SAO PAULO, June 5 (Reuters) - Brazil is seeking immediate help from U.S. and other foreign companies to perform $1.5 billion worth of dredging and other improvements at seaports, U.S. Secretary of Transportation Anthony Foxx told Reuters.
The initiative is a hopeful sign that Brazil will speed up the improvement of its notoriously clogged and inefficient ports, which complicate its exports of soybeans, iron ore and other commodities.
Foxx was in Brazil last week and saw firsthand the country's infrastructure bottlenecks as he got stuck in Sao Paulo's rush-hour traffic on a Friday night. "I brought reading material," he quipped.
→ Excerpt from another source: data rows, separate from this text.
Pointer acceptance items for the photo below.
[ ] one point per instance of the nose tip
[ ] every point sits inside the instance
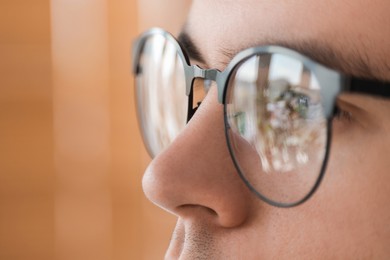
(195, 175)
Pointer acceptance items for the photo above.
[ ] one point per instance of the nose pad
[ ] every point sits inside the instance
(200, 87)
(195, 176)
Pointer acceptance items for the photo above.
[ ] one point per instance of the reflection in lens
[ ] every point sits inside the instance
(160, 85)
(277, 129)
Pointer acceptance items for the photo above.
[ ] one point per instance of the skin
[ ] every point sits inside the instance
(195, 179)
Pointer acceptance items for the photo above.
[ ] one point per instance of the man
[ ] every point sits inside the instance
(225, 215)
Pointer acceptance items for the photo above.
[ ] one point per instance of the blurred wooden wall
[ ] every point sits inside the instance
(71, 158)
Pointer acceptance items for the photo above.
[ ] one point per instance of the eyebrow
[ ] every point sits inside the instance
(188, 45)
(356, 64)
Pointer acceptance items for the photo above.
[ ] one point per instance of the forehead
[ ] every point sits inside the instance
(357, 28)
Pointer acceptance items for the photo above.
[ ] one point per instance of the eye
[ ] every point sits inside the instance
(342, 115)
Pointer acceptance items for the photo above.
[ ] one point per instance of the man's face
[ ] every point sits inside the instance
(195, 179)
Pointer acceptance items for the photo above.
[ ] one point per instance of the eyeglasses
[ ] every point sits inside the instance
(278, 107)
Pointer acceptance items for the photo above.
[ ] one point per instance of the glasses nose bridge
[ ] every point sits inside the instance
(194, 71)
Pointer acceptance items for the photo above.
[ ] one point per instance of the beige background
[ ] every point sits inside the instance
(71, 158)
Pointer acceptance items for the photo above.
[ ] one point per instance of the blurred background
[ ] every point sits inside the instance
(71, 156)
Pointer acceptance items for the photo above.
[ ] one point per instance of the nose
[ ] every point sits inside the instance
(195, 174)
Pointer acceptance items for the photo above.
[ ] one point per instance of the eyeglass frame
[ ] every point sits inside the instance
(332, 83)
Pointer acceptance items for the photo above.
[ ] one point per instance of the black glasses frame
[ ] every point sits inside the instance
(332, 83)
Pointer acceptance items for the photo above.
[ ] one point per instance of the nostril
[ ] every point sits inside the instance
(197, 209)
(196, 212)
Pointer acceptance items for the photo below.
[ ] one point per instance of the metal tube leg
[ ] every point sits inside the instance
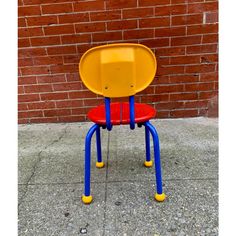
(159, 196)
(148, 162)
(99, 163)
(87, 198)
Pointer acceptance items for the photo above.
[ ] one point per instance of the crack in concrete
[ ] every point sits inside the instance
(39, 159)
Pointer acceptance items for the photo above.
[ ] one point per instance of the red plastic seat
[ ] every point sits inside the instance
(120, 113)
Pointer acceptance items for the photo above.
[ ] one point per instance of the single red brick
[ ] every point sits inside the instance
(211, 17)
(212, 76)
(45, 79)
(25, 62)
(57, 8)
(45, 41)
(69, 68)
(170, 31)
(199, 49)
(21, 89)
(139, 34)
(41, 105)
(170, 51)
(71, 59)
(186, 40)
(35, 2)
(195, 104)
(35, 70)
(54, 96)
(163, 114)
(202, 7)
(48, 60)
(38, 88)
(90, 27)
(184, 60)
(154, 98)
(20, 3)
(82, 94)
(184, 113)
(155, 22)
(61, 50)
(210, 38)
(43, 120)
(184, 78)
(73, 18)
(207, 94)
(153, 2)
(72, 77)
(22, 43)
(82, 48)
(69, 103)
(122, 24)
(23, 121)
(60, 29)
(170, 70)
(84, 6)
(21, 22)
(209, 58)
(22, 107)
(67, 86)
(31, 52)
(41, 20)
(157, 42)
(72, 118)
(200, 68)
(107, 36)
(57, 112)
(30, 32)
(187, 19)
(183, 96)
(28, 114)
(28, 97)
(105, 15)
(29, 10)
(73, 39)
(137, 13)
(93, 102)
(202, 29)
(170, 10)
(169, 105)
(169, 88)
(78, 111)
(27, 80)
(120, 4)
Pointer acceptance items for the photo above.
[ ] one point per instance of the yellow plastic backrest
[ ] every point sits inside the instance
(117, 70)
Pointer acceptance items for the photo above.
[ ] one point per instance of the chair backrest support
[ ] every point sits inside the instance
(118, 70)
Under President Dilma Rousseff, Brazil has sought to boost the role of foreign companies as part of a 10-year, $880 billion infrastructure-improvement drive that will include public-private partnerships and concessions.
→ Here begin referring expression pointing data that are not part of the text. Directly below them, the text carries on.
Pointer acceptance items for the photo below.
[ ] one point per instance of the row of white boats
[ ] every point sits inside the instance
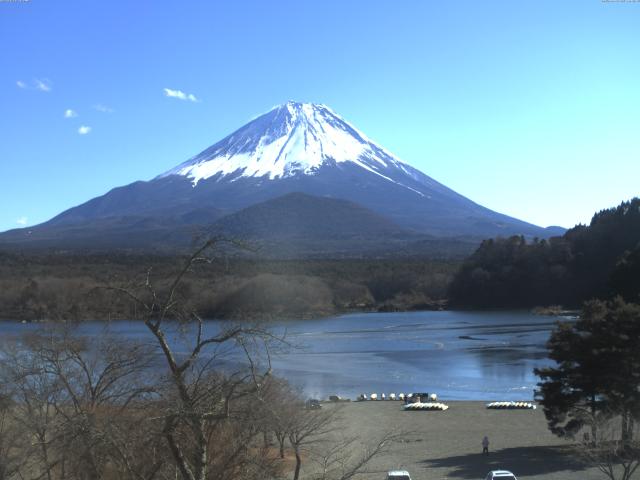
(401, 396)
(426, 406)
(512, 405)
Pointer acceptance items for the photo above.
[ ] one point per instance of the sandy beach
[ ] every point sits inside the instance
(447, 445)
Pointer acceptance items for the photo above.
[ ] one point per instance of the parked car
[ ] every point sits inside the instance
(313, 404)
(398, 475)
(500, 475)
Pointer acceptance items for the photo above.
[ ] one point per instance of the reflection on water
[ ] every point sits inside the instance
(458, 355)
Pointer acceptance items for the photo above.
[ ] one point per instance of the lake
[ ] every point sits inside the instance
(458, 355)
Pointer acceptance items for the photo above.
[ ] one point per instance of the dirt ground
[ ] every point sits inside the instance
(447, 445)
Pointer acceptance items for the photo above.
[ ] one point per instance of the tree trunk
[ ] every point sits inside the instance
(296, 474)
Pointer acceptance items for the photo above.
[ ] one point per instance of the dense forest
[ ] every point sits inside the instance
(595, 261)
(72, 286)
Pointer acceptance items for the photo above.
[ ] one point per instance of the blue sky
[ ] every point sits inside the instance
(529, 108)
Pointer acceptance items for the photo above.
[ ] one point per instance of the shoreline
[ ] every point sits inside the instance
(447, 444)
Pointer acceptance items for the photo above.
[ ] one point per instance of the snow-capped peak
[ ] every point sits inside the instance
(291, 139)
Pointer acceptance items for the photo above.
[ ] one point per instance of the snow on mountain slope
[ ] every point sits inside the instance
(291, 139)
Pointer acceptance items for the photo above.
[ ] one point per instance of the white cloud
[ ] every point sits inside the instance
(43, 84)
(103, 108)
(180, 95)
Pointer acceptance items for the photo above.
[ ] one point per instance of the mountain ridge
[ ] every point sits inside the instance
(296, 147)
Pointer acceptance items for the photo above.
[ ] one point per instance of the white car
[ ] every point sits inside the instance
(398, 475)
(500, 475)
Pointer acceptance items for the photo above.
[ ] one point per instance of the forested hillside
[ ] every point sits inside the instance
(599, 260)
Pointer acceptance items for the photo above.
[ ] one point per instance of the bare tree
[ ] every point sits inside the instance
(200, 402)
(77, 400)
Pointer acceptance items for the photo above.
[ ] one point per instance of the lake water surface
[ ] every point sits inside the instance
(458, 355)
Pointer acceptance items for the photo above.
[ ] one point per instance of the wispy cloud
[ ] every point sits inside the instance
(180, 95)
(43, 84)
(103, 108)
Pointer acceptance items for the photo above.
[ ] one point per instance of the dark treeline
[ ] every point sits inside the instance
(70, 286)
(205, 406)
(595, 261)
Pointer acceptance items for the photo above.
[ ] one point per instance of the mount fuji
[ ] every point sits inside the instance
(299, 148)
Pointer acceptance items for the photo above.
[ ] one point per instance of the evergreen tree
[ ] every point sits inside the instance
(597, 371)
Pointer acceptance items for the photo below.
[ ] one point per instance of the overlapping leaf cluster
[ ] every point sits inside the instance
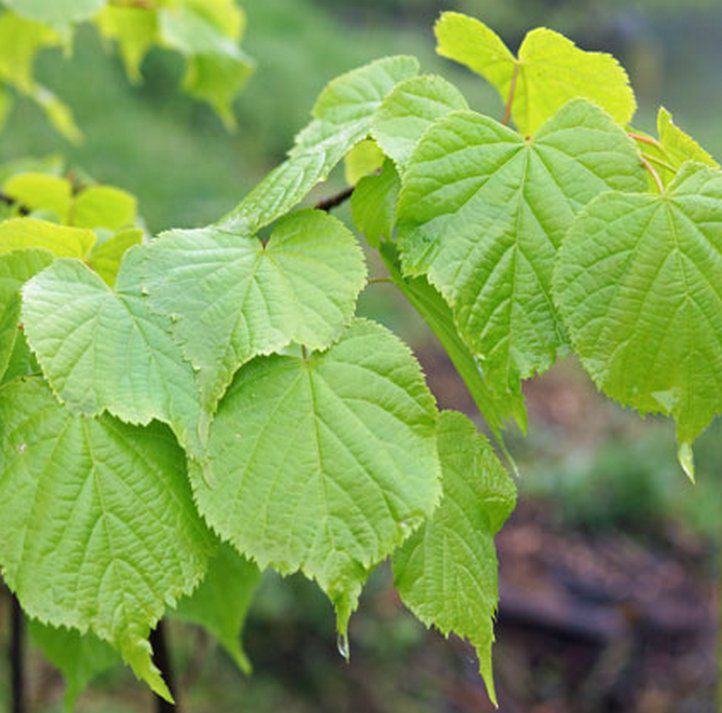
(206, 33)
(214, 384)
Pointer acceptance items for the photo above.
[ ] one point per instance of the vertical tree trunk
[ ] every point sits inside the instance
(16, 653)
(161, 657)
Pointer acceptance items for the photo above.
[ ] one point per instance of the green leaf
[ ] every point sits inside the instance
(57, 113)
(232, 297)
(549, 71)
(79, 657)
(495, 404)
(638, 284)
(222, 601)
(57, 13)
(342, 117)
(40, 191)
(104, 207)
(482, 212)
(447, 571)
(409, 110)
(104, 350)
(20, 41)
(216, 67)
(323, 464)
(679, 146)
(15, 269)
(24, 233)
(135, 30)
(106, 257)
(362, 160)
(373, 204)
(104, 531)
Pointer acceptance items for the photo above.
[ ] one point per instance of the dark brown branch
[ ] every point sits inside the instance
(334, 201)
(9, 200)
(161, 657)
(16, 653)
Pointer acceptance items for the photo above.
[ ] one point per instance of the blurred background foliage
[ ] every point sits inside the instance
(591, 474)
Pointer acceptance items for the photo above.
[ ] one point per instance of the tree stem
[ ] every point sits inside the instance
(336, 200)
(510, 98)
(161, 657)
(653, 172)
(16, 652)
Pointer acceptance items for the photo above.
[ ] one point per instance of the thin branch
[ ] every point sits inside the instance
(16, 652)
(512, 93)
(161, 656)
(645, 139)
(9, 200)
(334, 201)
(653, 172)
(659, 162)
"Both of our countries have more demand for infrastructure than there is public resources," Foxx said last Friday. "There's an awful lot of private capital parked on the sidelines. The conversation focused on how we can shift that."
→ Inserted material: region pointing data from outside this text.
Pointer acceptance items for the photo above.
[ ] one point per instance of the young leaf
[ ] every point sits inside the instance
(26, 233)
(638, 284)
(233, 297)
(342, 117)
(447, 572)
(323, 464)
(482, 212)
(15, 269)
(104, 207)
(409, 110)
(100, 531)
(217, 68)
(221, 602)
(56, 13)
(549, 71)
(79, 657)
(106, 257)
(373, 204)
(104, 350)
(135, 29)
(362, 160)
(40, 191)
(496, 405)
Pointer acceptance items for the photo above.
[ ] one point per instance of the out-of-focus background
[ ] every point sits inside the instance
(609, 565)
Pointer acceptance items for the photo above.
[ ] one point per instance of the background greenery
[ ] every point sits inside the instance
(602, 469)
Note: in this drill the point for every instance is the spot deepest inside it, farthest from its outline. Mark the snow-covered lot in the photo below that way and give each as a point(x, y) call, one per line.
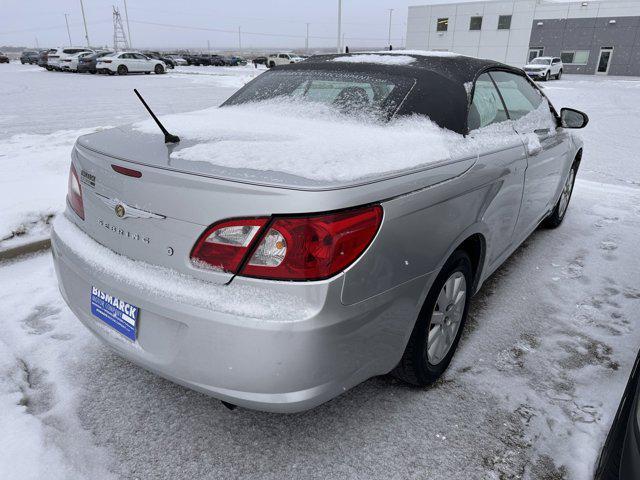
point(530, 393)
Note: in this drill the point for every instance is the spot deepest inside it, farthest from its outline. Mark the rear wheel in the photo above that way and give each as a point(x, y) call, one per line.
point(557, 215)
point(439, 326)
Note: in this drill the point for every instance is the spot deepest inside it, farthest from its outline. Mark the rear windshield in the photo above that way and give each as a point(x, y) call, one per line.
point(541, 61)
point(351, 93)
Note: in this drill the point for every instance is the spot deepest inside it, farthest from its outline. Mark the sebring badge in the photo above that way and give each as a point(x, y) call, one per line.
point(120, 210)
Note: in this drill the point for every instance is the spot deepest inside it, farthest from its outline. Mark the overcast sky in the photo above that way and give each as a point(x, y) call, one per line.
point(280, 23)
point(191, 23)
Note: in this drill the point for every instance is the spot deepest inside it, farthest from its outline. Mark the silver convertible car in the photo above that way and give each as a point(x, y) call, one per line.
point(277, 291)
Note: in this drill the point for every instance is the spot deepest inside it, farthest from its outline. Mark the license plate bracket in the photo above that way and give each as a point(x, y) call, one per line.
point(115, 312)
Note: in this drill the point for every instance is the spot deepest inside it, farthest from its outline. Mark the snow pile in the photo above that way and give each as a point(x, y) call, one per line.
point(307, 140)
point(33, 184)
point(378, 59)
point(235, 299)
point(40, 350)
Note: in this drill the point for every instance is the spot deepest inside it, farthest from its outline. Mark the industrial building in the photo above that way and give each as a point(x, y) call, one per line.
point(591, 37)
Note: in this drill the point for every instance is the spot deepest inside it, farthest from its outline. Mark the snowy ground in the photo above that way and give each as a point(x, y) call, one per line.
point(530, 393)
point(42, 113)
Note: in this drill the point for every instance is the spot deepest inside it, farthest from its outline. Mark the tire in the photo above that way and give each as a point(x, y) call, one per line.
point(418, 366)
point(556, 217)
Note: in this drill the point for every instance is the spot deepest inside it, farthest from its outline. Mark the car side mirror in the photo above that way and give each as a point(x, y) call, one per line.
point(570, 118)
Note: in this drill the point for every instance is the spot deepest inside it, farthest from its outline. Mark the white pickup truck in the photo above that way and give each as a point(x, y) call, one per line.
point(283, 59)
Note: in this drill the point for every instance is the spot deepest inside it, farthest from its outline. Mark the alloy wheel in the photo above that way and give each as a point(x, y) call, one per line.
point(566, 193)
point(446, 317)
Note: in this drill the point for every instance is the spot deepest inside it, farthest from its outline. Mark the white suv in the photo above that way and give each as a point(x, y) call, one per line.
point(59, 59)
point(283, 59)
point(544, 68)
point(129, 62)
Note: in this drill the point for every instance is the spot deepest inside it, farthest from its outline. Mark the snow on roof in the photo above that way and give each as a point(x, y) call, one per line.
point(314, 141)
point(375, 58)
point(420, 53)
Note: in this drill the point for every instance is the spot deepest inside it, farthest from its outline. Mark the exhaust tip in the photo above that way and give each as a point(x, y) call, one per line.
point(230, 406)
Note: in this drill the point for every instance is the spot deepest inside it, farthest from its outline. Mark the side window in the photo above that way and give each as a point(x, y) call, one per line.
point(486, 107)
point(518, 94)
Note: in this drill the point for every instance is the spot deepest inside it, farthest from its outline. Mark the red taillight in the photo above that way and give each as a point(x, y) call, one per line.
point(74, 193)
point(225, 244)
point(290, 248)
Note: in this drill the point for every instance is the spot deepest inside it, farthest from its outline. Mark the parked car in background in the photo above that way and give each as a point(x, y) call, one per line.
point(70, 63)
point(282, 59)
point(544, 68)
point(178, 59)
point(43, 58)
point(30, 57)
point(259, 61)
point(620, 457)
point(87, 64)
point(168, 61)
point(60, 57)
point(277, 291)
point(123, 63)
point(209, 60)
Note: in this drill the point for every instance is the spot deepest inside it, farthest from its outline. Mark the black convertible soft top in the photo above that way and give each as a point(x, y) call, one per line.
point(444, 82)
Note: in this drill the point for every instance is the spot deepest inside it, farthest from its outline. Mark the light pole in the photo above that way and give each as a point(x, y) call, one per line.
point(66, 19)
point(84, 19)
point(339, 26)
point(390, 16)
point(126, 16)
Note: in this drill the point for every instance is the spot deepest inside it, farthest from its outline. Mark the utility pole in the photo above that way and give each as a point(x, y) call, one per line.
point(84, 19)
point(126, 17)
point(66, 19)
point(339, 26)
point(306, 42)
point(390, 16)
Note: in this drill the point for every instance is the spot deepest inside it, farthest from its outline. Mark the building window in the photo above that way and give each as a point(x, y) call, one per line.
point(443, 25)
point(504, 22)
point(535, 52)
point(577, 57)
point(475, 23)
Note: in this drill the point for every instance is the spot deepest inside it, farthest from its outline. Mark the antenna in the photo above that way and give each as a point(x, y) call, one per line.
point(120, 41)
point(168, 138)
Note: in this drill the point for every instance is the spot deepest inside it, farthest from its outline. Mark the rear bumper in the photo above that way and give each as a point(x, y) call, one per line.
point(308, 355)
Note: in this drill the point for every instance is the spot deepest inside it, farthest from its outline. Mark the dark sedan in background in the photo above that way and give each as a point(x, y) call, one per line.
point(30, 57)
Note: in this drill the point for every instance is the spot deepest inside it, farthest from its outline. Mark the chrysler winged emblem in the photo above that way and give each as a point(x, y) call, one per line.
point(122, 210)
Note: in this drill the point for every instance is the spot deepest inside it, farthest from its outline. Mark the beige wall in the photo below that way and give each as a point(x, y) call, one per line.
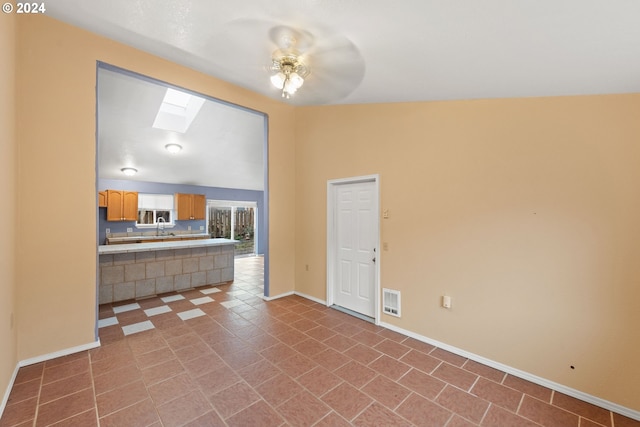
point(8, 147)
point(525, 211)
point(56, 167)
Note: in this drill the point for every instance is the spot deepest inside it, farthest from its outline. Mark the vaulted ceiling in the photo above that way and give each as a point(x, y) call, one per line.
point(359, 51)
point(410, 50)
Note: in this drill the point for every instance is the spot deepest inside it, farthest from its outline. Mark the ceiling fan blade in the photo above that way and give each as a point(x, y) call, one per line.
point(244, 49)
point(337, 68)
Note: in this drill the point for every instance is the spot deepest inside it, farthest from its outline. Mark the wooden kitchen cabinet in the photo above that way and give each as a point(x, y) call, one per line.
point(122, 205)
point(190, 206)
point(102, 199)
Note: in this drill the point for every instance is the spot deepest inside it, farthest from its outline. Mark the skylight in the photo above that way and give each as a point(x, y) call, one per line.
point(177, 111)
Brazilian officials showed particularly high interest in U.S. companies helping with dredging, Foxx said.
Oak Brook, Illinois-based Great Lakes Dredge and Dock , Quincy, Massachusetts-based Cashman Dredging, and Cranford, New Jersey-based Weeks Marine Inc, are three of the biggest U.S. dredging contractors.
According to a fact sheet provided by the U.S. embassy in Brasilia, Brazil plans to spend about $384 million on dredging in 2014 and a further $1.1 billion in related maintenance over the next 10 years.
The list of upcoming dredging tenders includes Santos, the country's biggest port by value of goods shipped. At Santos, a multimillion-dollar dredging effort over the last decade has faced repeated delays and other problems that have prevented some of the world's larger and more efficient new vessels from calling at the port.
Smaller or more lightly loaded ships can increase the cost of each unit shipped. Brazil's high transportation costs are a key factor in reducing the country's trade competitiveness.
Other ports to be dredged include Rio de Janeiro, Mucuripe, Suape, Recife and Niteroi. Rio de Janeiro is the center of Brazil's offshore oil industry. Niteroi, across the bay from Rio de Janeiro, is becoming a shipbuilding center.
Foxx said Brazil was also interested in U.S. technology that would make paving roads cheaper. A new "warm-mix asphalt" used in the United States requires less heat to make, lowering energy costs during production by an estimated 23 percent.
Foxx said he detected no residual tensions related to last year's revelations of U.S. spying on Brazil's government, which caused Rousseff to cancel a visit to Washington.
"I saw no indication of any hiccups in the relationship," Foxx said. "We have too much interest, too much going on between our private sectors."